Wärmepumpe und Photovoltaik gemeinsam betrachten

Eine Wärmepumpe kann den Stromverbrauch eines Gebäudes deutlich verändern. Deshalb sollte sie bei der Planung einer Photovoltaikanlage von Anfang an mitgedacht werden.

Wichtig sind Wärmebedarf, Jahresstromverbrauch, Heizzeiten, Warmwasserbereitung, Speicher, Regelung und die verfügbare Dachfläche.

FoxSolar prüft, ob Photovoltaik, Wärmepumpe und Speicher technisch sinnvoll zusammenspielen können.

Systemprüfung anfragen

Wärmepumpe und PV gemeinsam planen

Photovoltaik und Wärmepumpe werden oft gemeinsam genannt. Technisch ist die Kombination interessant, aber nicht automatisch einfach. PV erzeugt vor allem tagsüber und im Sommer viel Strom; Wärmebedarf entsteht oft dann, wenn die PV-Erzeugung geringer ist.

Wärmebedarf zuerst verstehen

Der Wärmebedarf entscheidet, wie stark die Wärmepumpe den Stromverbrauch beeinflusst. Relevant sind Gebäudegröße, Dämmstandard, Heizsystem, Warmwasserbedarf, Heizkurve und Nutzung.

Stromverbrauch richtig einordnen

Eine Wärmepumpe erhöht den Stromverbrauch, verteilt ihn aber nicht gleichmäßig über das Jahr. Für die PV-Planung ist wichtig, welche Strommengen tagsüber genutzt werden können und welche Zeiten kaum durch PV gedeckt werden.

PV-Leistung und Dachfläche

Die verfügbare Dachfläche begrenzt die mögliche PV-Leistung. Dachform, Ausrichtung, Neigung, Verschattung und nutzbare Fläche bestimmen, wie viel PV realistisch geplant werden kann.

Speicher bei Wärmepumpe

Ein Batteriespeicher kann PV-Strom zeitlich verschieben. Bei einer Wärmepumpe muss aber genau geprüft werden, welche Aufgabe der Speicher erfüllen soll. Zusätzlich können thermische Speicher, Warmwasserbereitung und Regelung eine Rolle spielen.

Regelung und Lastverschiebung

Mögliche Themen sind zeitgesteuerte Warmwasserbereitung, Heizzeiten, intelligente Verbrauchersteuerung, Speicherladung und Abstimmung mit Wechselrichter oder Energiemanagement.
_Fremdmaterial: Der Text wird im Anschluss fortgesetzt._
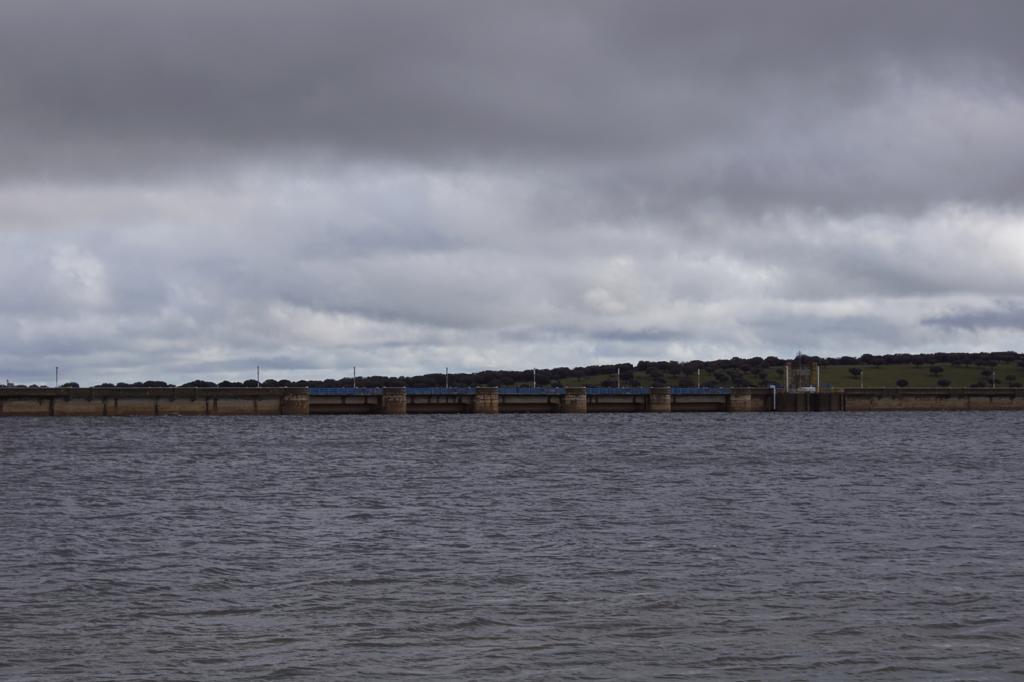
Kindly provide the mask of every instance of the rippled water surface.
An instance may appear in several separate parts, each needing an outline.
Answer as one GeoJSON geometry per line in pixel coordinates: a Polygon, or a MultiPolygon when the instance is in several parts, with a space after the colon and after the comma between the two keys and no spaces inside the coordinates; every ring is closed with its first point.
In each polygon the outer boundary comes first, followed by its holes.
{"type": "Polygon", "coordinates": [[[0,420],[0,678],[1024,675],[1024,415],[0,420]]]}

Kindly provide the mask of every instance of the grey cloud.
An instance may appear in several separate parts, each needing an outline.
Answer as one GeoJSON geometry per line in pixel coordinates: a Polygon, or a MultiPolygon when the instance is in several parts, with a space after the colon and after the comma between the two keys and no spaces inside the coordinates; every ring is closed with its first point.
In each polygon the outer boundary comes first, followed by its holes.
{"type": "Polygon", "coordinates": [[[541,166],[662,213],[1016,202],[1022,19],[1013,2],[8,2],[3,173],[320,158],[541,166]]]}
{"type": "Polygon", "coordinates": [[[0,373],[1019,345],[1022,7],[4,2],[0,373]]]}
{"type": "MultiPolygon", "coordinates": [[[[924,320],[925,324],[953,329],[1007,329],[1024,333],[1024,304],[1019,301],[997,301],[992,308],[960,310],[924,320]]],[[[1018,342],[1024,337],[1018,336],[1018,342]]]]}

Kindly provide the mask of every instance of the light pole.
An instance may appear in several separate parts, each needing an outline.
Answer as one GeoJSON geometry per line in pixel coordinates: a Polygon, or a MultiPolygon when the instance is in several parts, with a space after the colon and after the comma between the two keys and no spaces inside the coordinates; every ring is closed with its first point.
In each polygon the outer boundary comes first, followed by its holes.
{"type": "Polygon", "coordinates": [[[256,388],[260,387],[260,366],[256,365],[256,388]]]}
{"type": "Polygon", "coordinates": [[[352,388],[356,387],[356,366],[352,365],[352,388]]]}
{"type": "Polygon", "coordinates": [[[60,367],[53,368],[53,387],[60,388],[60,367]]]}

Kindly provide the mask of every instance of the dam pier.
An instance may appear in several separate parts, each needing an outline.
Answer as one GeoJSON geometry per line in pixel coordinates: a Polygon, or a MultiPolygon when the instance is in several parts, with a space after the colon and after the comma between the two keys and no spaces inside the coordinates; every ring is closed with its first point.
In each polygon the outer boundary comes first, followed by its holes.
{"type": "Polygon", "coordinates": [[[0,417],[1024,410],[1017,388],[0,388],[0,417]]]}

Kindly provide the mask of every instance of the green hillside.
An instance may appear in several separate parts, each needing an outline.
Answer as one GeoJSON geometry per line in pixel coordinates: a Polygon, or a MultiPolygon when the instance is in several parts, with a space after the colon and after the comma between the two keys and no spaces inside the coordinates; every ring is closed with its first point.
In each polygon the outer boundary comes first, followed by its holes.
{"type": "MultiPolygon", "coordinates": [[[[821,387],[865,388],[907,386],[912,388],[1010,387],[1024,383],[1024,355],[1013,351],[998,353],[929,353],[862,355],[859,358],[823,358],[798,355],[788,361],[790,386],[816,385],[812,369],[820,367],[821,387]]],[[[787,361],[777,357],[729,358],[721,360],[641,361],[584,367],[549,369],[485,370],[472,373],[422,374],[419,376],[361,376],[358,386],[704,386],[743,388],[782,386],[787,361]]],[[[269,378],[262,385],[351,386],[351,378],[286,379],[269,378]]],[[[100,384],[112,386],[113,384],[100,384]]],[[[163,381],[144,381],[118,386],[168,386],[163,381]]],[[[256,386],[244,382],[196,379],[183,386],[256,386]]]]}
{"type": "MultiPolygon", "coordinates": [[[[795,367],[795,365],[794,365],[795,367]]],[[[816,376],[812,376],[810,365],[807,381],[814,385],[816,376]]],[[[1024,383],[1024,367],[1017,362],[1000,362],[995,365],[981,364],[895,364],[868,365],[852,363],[844,365],[821,365],[822,388],[865,388],[892,387],[899,385],[901,379],[907,386],[916,388],[969,387],[983,384],[992,386],[992,372],[995,372],[996,387],[1020,387],[1024,383]],[[934,368],[934,370],[933,370],[934,368]],[[851,369],[859,370],[856,376],[851,369]],[[941,370],[941,371],[939,371],[941,370]],[[945,380],[945,381],[944,381],[945,380]],[[948,384],[946,383],[948,381],[948,384]]],[[[797,382],[796,371],[792,370],[791,383],[797,382]]],[[[563,386],[601,386],[613,385],[614,373],[588,374],[583,377],[571,377],[560,381],[563,386]]],[[[785,382],[785,365],[770,365],[758,371],[742,370],[704,370],[701,372],[702,386],[767,386],[782,385],[785,382]]],[[[539,382],[538,382],[539,383],[539,382]]],[[[623,380],[624,386],[696,386],[696,372],[687,374],[651,373],[634,370],[629,379],[623,380]]],[[[522,384],[522,382],[520,382],[522,384]]],[[[527,384],[522,384],[527,385],[527,384]]]]}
Es geht nicht um maximale Komplexität, sondern um sinnvolle technische Abstimmung.

Keine einfache Pauschalaussage

PV und Wärmepumpe passen oft gut zusammen, aber nicht automatisch. Die Bewertung hängt von Gebäude, Wärmepumpe, Wärmebedarf, Dach, elektrischer Infrastruktur und Verbrauchsverhalten ab.

Was bei der Systemprüfung betrachtet wird

Geprüft werden Gebäudetyp, Standort, Jahresstromverbrauch, Wärmebedarf, Wärmepumpe, Warmwasserbereitung, Dachfläche, PV-Potenzial, Speicherwunsch, Regelungsmöglichkeiten, Zählerkasten, Netzanschluss und vorhandene E-Mobilität.

Grenzen der Vorprüfung

Die Systemprüfung ersetzt keine Heizlastberechnung, keine Detailplanung der Wärmepumpe und keine verbindliche PV-Planung. Sie zeigt, ob die Kombination technisch plausibel erscheint und welche Punkte vor einem Angebot genauer geprüft werden sollten.

Nächster Schritt

Systemprüfung für Wärmepumpe und PV anfragen

Sie haben eine Wärmepumpe oder planen eine und möchten Photovoltaik sinnvoll einbinden? FoxSolar prüft Wärmebedarf, Stromverbrauch, Dachfläche, Speicher, Regelung und elektrische Bestandssituation technisch vor.

Dach- und Zählerkastenfotos helfen bei der technischen Einschätzung.

FAQ

Häufige Fragen zu Wärmepumpe und PV

Passt eine Wärmepumpe immer gut zu Photovoltaik?

Nicht automatisch. Entscheidend sind Wärmebedarf, Stromverbrauch, Dachfläche, PV-Erzeugung, Speicher und Regelung.

Brauche ich mit Wärmepumpe einen Stromspeicher?

Nicht zwingend. Ein Speicher kann sinnvoll sein, muss aber zum Verbrauchsprofil, zur PV-Leistung und zur Regelung passen.

Was wird bei der Systemprüfung geprüft?

Geprüft werden Wärmebedarf, Stromverbrauch, Dachfläche, Speicherwunsch, Regelungsmöglichkeiten, Zählerkasten und Netzanschluss.